Here each e is an event of of the form read(p, r, v) or write(p, r, v), where p is a process, r a register, and v a value. (We'll omit internal actions of the processes to make life easier.)

Show that if S is the schedule for some execution of a shared-memory system, and S' is a permutation of S such that e ⇒

_{S}e' implies e precedes e' in S', then S' is also a schedule of some execution of the same shared-memory system.Prove or disprove: Let S and S' be similar schedules of a shared-memory system; that is, let S|p = S'|p for all p, and suppose each write operation in S/S' writes a unique value that is also distinct from the initial value of the register. Then for every pair of events e, e', if e ⇒

_{S}e', then e precedes e' in S'.

In each case, assume multi-writer multi-reader registers.

## 2.1. Solution

- We need to show that S' is consistent with the behavior of both the processes and the registers. We'll do this by induction on the length of S', with the base case being an empty sequence. For a longer prefix Pe of S', assume that P is consistent with some execution. In particular, this means that P|p is a prefix of S|p for all p, and that each read operation in P returns the value of the last preceding write. Let p be the process that executes event e. Then e precedes any event in S that is not in Pe (clause 1 of the definition), so Pe|p is a prefix of S|p and e is consistent with p's programming. If e is a read operation, we also need to show that it returns the value of the last preceding write. Here we observe that clause 2 means that writes to a particular register r occur in the same order in S' as in S, and that if e is a read operation, it occurs between the same two writes in S' as in S. So in particular the last write before e in Pe prefix of S' is the same write that precedes e in S, so it returns the correct value.
Disproof: Let S = write(p, r, 0) write(q, r, 1) and let S' = write(q, r, 1) write(p, r, 0). Then S|p = S'|p and S|q = S'|q, and both correspond to valid executions of the same system, but write(p, r, 0) ⇒

_{S}write(q, r, 1) (clause 2) even though they appear in the opposite order in S'

# 3. Snapshots in slightly less space

A data structure company hires you to implement Algorithm 30 from page 227 of AttiyaWelch. Unfortunately, they didn't budget enough room for the toggle bits, and so the critical Line 6 becomes

- Segment[i] := (d, view)

instead of

- Segment[i] := (d, view, ¬Segment[i].toggle)

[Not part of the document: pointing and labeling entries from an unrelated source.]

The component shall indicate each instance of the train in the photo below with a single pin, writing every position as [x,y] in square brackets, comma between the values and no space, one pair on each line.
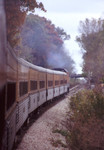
[23,88]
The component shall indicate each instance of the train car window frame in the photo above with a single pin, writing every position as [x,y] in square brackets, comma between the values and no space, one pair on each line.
[41,84]
[56,82]
[11,94]
[50,83]
[33,85]
[23,88]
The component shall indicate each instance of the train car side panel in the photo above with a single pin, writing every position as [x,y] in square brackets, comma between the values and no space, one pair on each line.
[50,78]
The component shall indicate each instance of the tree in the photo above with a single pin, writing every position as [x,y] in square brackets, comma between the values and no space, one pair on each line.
[45,43]
[15,16]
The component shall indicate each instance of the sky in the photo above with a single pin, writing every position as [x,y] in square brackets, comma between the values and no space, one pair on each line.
[67,14]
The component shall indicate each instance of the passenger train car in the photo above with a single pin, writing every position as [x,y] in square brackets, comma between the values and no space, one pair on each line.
[23,88]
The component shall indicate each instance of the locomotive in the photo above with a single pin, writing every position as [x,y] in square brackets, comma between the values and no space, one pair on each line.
[23,88]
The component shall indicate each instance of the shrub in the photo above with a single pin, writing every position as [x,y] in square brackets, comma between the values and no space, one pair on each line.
[85,121]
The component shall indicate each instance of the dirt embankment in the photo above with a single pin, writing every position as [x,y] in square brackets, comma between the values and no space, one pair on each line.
[44,134]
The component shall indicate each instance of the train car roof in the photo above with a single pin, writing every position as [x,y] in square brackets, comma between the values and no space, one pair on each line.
[38,68]
[60,72]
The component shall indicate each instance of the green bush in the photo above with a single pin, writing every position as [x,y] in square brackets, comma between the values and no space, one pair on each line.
[85,121]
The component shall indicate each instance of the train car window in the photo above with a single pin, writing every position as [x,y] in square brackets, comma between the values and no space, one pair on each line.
[11,94]
[65,81]
[23,88]
[50,83]
[61,82]
[56,82]
[33,85]
[42,84]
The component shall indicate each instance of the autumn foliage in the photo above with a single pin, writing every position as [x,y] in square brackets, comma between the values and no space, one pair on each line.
[15,16]
[91,41]
[42,43]
[86,121]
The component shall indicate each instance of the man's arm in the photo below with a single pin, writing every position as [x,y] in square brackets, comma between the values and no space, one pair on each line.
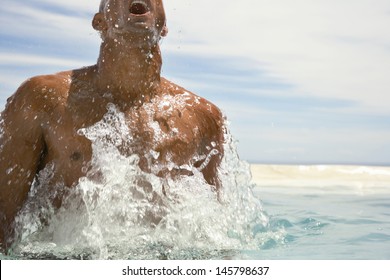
[21,148]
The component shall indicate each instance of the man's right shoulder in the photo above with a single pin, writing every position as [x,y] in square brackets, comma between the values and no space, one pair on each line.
[42,91]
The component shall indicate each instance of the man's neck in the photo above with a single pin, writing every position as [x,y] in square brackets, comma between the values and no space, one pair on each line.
[130,74]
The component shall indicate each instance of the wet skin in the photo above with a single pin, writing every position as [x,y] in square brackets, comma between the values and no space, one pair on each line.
[41,120]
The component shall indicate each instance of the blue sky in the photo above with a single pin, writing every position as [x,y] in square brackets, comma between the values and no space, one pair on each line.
[300,81]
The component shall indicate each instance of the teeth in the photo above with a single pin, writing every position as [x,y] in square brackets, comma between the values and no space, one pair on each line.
[139,7]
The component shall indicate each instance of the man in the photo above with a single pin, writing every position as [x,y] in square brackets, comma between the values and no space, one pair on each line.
[41,121]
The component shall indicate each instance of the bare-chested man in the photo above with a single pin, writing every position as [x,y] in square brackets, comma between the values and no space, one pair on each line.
[40,123]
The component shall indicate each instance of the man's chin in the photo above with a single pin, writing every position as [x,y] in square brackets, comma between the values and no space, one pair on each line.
[136,35]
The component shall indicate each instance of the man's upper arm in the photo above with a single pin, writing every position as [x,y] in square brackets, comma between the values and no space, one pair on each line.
[21,147]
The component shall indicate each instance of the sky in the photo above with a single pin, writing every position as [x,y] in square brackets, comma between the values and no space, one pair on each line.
[301,82]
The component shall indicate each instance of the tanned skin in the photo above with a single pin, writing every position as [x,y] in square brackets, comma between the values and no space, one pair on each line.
[41,120]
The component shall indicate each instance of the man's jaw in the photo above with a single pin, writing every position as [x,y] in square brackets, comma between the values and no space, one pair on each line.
[139,8]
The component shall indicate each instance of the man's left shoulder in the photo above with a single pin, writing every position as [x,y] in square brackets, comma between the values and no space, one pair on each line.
[200,106]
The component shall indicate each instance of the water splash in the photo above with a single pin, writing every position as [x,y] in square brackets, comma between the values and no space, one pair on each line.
[123,213]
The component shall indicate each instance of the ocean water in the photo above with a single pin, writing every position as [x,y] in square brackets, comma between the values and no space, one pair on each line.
[325,212]
[264,211]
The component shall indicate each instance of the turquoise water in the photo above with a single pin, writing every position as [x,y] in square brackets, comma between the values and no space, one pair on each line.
[341,225]
[303,225]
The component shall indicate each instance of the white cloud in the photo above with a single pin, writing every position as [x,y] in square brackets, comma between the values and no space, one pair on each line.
[326,48]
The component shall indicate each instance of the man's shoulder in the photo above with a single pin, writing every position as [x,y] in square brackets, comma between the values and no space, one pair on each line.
[42,90]
[198,103]
[57,82]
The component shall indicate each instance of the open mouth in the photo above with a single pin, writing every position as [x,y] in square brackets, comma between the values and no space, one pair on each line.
[139,8]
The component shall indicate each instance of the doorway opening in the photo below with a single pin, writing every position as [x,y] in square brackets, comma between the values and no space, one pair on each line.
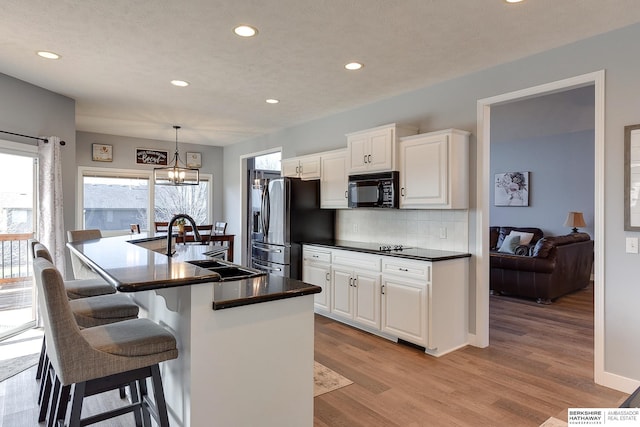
[483,201]
[18,217]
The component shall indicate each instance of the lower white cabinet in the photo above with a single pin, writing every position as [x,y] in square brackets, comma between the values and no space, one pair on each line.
[355,295]
[316,269]
[404,309]
[421,302]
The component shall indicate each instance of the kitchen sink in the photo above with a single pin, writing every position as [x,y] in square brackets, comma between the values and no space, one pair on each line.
[227,271]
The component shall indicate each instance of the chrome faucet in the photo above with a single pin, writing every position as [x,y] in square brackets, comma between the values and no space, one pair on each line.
[196,234]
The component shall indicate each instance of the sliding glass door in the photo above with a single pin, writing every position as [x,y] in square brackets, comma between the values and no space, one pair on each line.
[17,226]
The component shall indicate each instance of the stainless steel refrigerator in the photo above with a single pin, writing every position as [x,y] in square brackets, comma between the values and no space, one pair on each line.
[285,212]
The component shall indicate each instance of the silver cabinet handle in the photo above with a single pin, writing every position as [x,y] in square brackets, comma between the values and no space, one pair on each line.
[268,250]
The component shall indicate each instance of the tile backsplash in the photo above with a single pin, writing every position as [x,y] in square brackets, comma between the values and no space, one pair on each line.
[432,229]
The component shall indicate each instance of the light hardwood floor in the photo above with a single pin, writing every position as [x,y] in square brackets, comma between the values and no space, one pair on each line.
[539,363]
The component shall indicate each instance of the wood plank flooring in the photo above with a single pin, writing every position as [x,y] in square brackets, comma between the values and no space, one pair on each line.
[539,363]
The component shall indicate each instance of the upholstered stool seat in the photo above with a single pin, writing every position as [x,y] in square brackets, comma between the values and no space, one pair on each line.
[103,309]
[90,361]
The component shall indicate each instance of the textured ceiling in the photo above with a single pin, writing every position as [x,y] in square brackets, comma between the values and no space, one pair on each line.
[118,56]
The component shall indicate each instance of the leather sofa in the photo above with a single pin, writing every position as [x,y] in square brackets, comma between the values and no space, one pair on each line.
[553,266]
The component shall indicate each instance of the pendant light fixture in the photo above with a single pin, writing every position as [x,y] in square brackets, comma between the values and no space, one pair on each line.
[176,174]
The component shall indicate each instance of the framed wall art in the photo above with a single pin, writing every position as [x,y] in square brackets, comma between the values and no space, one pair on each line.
[149,156]
[194,160]
[631,177]
[102,153]
[512,189]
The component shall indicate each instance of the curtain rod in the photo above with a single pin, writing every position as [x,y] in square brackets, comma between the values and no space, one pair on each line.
[46,140]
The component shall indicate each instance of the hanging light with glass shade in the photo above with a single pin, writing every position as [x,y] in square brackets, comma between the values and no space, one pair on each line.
[177,173]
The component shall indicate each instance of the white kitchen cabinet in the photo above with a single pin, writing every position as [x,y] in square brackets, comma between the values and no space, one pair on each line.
[405,299]
[355,287]
[316,270]
[434,170]
[375,150]
[333,179]
[303,167]
[421,302]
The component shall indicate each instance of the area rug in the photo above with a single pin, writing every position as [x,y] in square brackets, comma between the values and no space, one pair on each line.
[326,380]
[11,367]
[554,422]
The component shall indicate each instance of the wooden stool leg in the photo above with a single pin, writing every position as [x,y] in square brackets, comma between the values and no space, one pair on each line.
[43,355]
[77,397]
[45,394]
[158,392]
[135,398]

Show how to modify procedure scan() so that the snapshot protocol still works.

## 3.1. Solution

Basic idea: Instead of checking if the toggle field changes, check if the d field changes.

In more detail: We assume a process has done an update (and increment shook etc.) if either checkHS returns true or a[j].d ≠ b[j].d in line 15 (that is, we replace the test on toggle with a test on d). Then any single update that changes the value of d will still be detected (just as it would have because of the toggle bit). An update that does not change the value of d we don't care about: if I read the same value twice from the same register, and the only intermediate writes also put the same value in, then this value is in fact present in the register from the end of my first collect to the start of my second collect, just as if there were no updates. If there are two updates, it is possible that some other value might have been briefly present, but in this case the handshake succeeds. So the same analysis as for the original snapshot algorithm applies.